The thing about Pastor Buckley was that he stood no nonsense, but he loved the children so much that they trusted and respected him entirely. He never had the slightest trouble with discipline, no matter the size of his child audience. I do not know how it was with other children, because I didn't pay much attention to other children, but I knew that I could tell that he loved me, personally. He watched me grow up to the age of about fourteen or fifteen, when I saw him last. At that time he was still doing the 11 and 12-year-old weeks. I was a worker at camp. That meant, if I could stand the rather physically strenuous regimen, and if I didn't do anything to get myself in trouble, that I could stay there and work all summer long. I remember now playing a piano solo one of those years for chapel. And Pastor Buckley said to the whole group, "I remember Lydia when she was little. All the other kids picked on her. And look at her now." Little did he know (or maybe he did know, after all) that there was still more than a bit of tension between me and my peers. I still had a long way to go to grow up. But the unconditional love and pride in his voice made me feel that I'd come a long way already, and it helped me to keep going.
May God bless all His servants, including Pastor Buckley, who work to bring children to a knowledge of Himself.

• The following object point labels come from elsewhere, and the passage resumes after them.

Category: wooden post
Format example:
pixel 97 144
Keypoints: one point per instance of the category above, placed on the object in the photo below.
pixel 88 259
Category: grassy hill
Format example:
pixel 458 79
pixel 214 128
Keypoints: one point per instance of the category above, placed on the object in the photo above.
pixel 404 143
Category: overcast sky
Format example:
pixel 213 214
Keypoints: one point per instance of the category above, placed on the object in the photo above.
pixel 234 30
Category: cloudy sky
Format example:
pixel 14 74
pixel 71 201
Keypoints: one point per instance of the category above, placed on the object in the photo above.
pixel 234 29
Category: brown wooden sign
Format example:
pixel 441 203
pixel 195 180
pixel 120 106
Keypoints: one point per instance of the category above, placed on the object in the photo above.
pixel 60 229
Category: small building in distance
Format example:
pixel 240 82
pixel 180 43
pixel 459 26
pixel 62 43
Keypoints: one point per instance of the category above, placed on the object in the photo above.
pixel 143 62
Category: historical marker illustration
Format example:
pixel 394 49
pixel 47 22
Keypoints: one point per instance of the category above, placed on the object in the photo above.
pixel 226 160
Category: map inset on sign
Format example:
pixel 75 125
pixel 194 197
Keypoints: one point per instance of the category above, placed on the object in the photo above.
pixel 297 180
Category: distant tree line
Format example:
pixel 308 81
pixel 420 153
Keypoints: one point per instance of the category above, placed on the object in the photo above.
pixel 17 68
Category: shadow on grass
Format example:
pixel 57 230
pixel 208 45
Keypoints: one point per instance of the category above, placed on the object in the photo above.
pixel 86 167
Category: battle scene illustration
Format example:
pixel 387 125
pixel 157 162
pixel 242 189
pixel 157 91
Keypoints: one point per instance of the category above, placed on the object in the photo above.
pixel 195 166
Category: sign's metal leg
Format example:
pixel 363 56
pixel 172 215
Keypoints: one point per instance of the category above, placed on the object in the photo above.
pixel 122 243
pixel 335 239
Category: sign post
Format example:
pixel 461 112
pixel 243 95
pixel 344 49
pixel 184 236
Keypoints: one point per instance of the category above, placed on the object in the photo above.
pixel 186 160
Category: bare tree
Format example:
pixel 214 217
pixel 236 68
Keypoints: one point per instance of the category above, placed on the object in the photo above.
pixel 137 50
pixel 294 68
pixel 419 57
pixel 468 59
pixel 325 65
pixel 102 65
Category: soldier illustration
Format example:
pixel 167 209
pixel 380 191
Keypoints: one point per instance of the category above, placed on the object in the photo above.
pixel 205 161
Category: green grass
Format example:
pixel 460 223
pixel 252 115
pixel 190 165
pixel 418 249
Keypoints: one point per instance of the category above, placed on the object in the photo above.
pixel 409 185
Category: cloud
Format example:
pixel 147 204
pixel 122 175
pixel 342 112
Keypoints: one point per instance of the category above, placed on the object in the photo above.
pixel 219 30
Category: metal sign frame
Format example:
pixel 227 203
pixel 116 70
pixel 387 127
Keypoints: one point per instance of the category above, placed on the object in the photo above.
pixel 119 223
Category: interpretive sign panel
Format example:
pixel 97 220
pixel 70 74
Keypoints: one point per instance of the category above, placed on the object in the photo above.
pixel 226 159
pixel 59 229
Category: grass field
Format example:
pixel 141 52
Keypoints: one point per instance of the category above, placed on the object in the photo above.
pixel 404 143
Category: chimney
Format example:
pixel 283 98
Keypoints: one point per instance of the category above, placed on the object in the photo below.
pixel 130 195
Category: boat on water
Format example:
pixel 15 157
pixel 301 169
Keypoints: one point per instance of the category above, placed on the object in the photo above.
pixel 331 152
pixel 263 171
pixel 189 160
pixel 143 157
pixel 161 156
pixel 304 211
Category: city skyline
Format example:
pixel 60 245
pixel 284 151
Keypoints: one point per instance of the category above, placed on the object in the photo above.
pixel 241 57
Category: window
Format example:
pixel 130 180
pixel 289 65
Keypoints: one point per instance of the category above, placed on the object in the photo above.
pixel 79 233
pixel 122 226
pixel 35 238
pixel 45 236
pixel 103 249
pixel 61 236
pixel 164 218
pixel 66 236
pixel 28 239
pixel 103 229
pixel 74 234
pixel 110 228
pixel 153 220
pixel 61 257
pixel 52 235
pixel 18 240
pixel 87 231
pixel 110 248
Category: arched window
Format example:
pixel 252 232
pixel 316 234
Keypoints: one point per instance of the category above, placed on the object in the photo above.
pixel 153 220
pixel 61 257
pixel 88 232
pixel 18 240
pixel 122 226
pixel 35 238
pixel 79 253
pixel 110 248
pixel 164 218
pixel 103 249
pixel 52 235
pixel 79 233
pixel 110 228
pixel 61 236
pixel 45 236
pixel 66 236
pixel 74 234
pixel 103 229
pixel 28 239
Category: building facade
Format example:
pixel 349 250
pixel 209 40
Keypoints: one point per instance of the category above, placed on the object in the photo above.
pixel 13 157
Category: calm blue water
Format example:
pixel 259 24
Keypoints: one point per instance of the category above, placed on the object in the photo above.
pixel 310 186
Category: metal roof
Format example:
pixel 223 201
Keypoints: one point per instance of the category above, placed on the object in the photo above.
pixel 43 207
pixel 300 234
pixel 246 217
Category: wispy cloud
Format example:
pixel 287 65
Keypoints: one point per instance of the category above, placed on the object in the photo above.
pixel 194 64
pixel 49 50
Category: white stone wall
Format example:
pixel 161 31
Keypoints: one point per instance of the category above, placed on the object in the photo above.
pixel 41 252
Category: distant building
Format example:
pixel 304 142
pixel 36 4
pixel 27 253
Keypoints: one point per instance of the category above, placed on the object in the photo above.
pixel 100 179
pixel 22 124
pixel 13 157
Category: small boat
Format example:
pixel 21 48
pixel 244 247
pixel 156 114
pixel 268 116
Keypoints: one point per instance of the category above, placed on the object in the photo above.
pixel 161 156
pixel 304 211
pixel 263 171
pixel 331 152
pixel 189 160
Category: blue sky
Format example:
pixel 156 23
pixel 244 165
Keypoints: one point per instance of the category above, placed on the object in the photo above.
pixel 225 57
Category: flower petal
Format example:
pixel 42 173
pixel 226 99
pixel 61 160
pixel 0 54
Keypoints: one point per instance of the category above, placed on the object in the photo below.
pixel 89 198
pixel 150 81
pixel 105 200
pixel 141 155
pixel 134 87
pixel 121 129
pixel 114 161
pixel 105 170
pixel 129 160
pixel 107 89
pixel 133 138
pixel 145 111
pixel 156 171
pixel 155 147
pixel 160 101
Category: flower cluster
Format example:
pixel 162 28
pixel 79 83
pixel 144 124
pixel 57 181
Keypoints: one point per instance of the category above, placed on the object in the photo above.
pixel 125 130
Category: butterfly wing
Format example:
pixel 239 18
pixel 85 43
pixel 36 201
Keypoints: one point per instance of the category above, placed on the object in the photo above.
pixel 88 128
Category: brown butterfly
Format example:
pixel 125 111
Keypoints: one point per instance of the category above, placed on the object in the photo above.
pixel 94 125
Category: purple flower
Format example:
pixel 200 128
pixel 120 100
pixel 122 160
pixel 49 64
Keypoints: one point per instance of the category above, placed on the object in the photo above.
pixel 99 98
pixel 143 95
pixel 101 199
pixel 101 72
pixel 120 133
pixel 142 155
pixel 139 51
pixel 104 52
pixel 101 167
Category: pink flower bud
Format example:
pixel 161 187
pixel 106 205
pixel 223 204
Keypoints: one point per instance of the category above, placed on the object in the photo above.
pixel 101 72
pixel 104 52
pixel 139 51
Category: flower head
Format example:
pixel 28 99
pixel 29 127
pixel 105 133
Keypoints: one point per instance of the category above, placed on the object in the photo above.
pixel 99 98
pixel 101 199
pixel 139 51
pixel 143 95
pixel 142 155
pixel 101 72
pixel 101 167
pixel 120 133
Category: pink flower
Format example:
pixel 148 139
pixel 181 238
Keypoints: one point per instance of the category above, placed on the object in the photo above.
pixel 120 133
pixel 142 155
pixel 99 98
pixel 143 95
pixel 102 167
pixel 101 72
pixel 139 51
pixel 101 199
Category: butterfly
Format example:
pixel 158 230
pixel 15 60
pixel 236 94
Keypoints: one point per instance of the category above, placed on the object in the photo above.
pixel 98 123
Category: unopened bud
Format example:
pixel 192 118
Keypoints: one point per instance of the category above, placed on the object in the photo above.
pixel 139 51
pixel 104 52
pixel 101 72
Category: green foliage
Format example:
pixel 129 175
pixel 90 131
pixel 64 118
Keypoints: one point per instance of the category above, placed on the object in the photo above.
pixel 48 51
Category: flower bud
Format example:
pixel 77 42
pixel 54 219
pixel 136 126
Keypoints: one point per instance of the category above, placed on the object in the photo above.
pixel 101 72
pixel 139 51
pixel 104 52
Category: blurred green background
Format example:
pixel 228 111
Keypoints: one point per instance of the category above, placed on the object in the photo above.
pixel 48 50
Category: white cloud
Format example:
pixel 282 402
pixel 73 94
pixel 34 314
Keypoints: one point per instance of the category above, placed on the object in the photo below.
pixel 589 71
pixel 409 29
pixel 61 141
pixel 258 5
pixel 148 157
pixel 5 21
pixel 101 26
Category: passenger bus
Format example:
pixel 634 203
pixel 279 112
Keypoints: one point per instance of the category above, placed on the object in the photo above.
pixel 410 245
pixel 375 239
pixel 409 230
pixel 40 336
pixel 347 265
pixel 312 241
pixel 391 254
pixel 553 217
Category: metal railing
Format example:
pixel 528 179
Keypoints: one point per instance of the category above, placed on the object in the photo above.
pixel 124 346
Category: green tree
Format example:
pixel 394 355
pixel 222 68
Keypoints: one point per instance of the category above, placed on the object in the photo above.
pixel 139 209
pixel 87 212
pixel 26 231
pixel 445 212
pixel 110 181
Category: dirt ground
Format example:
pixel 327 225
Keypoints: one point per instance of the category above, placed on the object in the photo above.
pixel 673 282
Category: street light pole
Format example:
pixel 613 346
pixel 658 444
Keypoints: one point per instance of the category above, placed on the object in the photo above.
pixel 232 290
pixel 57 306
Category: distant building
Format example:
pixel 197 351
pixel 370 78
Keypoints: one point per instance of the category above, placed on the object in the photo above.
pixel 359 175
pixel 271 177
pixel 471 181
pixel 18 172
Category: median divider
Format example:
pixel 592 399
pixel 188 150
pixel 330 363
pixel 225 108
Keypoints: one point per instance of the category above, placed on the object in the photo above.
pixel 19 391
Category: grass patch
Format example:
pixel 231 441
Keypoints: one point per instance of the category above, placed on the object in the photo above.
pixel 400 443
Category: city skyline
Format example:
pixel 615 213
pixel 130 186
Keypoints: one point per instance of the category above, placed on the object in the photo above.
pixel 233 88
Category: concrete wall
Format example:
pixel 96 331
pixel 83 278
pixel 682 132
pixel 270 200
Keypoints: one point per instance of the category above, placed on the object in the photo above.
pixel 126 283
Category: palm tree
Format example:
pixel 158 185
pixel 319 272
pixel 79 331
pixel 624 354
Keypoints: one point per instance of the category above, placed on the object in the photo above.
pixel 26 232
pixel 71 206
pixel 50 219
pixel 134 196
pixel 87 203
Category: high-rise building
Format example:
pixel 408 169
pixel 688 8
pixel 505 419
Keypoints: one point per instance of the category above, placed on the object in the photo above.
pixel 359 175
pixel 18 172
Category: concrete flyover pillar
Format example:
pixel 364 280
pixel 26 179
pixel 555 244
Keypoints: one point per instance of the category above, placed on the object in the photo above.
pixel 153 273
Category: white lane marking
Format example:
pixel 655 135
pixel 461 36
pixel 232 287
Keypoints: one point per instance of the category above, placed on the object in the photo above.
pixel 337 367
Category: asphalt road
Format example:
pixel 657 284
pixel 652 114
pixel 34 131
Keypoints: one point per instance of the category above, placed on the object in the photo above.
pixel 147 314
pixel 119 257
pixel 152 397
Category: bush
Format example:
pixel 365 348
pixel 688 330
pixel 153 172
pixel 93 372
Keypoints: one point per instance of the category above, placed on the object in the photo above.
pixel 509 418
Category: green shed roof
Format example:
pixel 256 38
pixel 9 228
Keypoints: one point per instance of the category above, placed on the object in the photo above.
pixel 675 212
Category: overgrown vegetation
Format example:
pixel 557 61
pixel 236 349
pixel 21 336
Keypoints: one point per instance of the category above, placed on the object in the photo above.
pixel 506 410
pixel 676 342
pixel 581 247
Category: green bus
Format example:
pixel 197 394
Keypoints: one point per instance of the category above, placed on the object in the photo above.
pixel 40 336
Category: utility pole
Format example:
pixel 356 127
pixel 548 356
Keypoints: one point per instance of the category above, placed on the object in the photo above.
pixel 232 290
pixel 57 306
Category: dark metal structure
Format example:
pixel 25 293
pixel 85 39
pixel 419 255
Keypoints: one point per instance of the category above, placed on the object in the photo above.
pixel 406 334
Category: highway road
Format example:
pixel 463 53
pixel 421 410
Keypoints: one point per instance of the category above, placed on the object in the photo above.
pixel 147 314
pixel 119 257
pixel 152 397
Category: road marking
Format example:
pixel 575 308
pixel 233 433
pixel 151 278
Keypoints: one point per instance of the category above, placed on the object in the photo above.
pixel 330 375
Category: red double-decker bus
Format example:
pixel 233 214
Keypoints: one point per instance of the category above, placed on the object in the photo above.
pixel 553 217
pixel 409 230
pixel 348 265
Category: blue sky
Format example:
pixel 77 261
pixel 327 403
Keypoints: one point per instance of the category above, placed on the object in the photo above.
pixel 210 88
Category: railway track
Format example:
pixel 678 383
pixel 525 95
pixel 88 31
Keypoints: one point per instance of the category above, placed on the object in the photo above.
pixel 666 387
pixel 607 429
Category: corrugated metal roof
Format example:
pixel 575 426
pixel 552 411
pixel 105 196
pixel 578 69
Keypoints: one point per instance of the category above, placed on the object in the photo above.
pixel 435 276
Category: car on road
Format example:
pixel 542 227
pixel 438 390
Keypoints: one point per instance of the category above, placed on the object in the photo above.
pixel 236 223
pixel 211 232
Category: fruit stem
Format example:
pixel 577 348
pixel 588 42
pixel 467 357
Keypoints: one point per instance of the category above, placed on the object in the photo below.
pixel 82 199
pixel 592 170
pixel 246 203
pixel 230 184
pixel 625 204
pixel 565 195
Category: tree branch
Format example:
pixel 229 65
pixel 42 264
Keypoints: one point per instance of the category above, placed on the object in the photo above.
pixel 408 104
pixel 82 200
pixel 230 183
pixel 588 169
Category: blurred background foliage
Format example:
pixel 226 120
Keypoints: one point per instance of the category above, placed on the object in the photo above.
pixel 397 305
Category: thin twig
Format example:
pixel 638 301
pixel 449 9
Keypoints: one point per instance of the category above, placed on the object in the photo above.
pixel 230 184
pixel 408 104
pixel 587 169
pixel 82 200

Update: I've managed to scan and upload, above, a different picture from the one I describe. The scan of the black and white turned out very fuzzy, and this one is better. I suppose I am ten or eleven here. The quality still is a bit fuzzy. I see from the picture that Pastor Buckley is not wearing the trademark white button-up shirt here, so obviously my memory on that point was faulty.
Update #2: Commentator Lori, below, reminds me, and my parents confirm, that Pastor Buckley's dummy was named Daniel, not Charlie.
Extra Thoughts is happy to correct the error, and it's really neat to have someone stop by whose life was also touched by Pastor Buckley.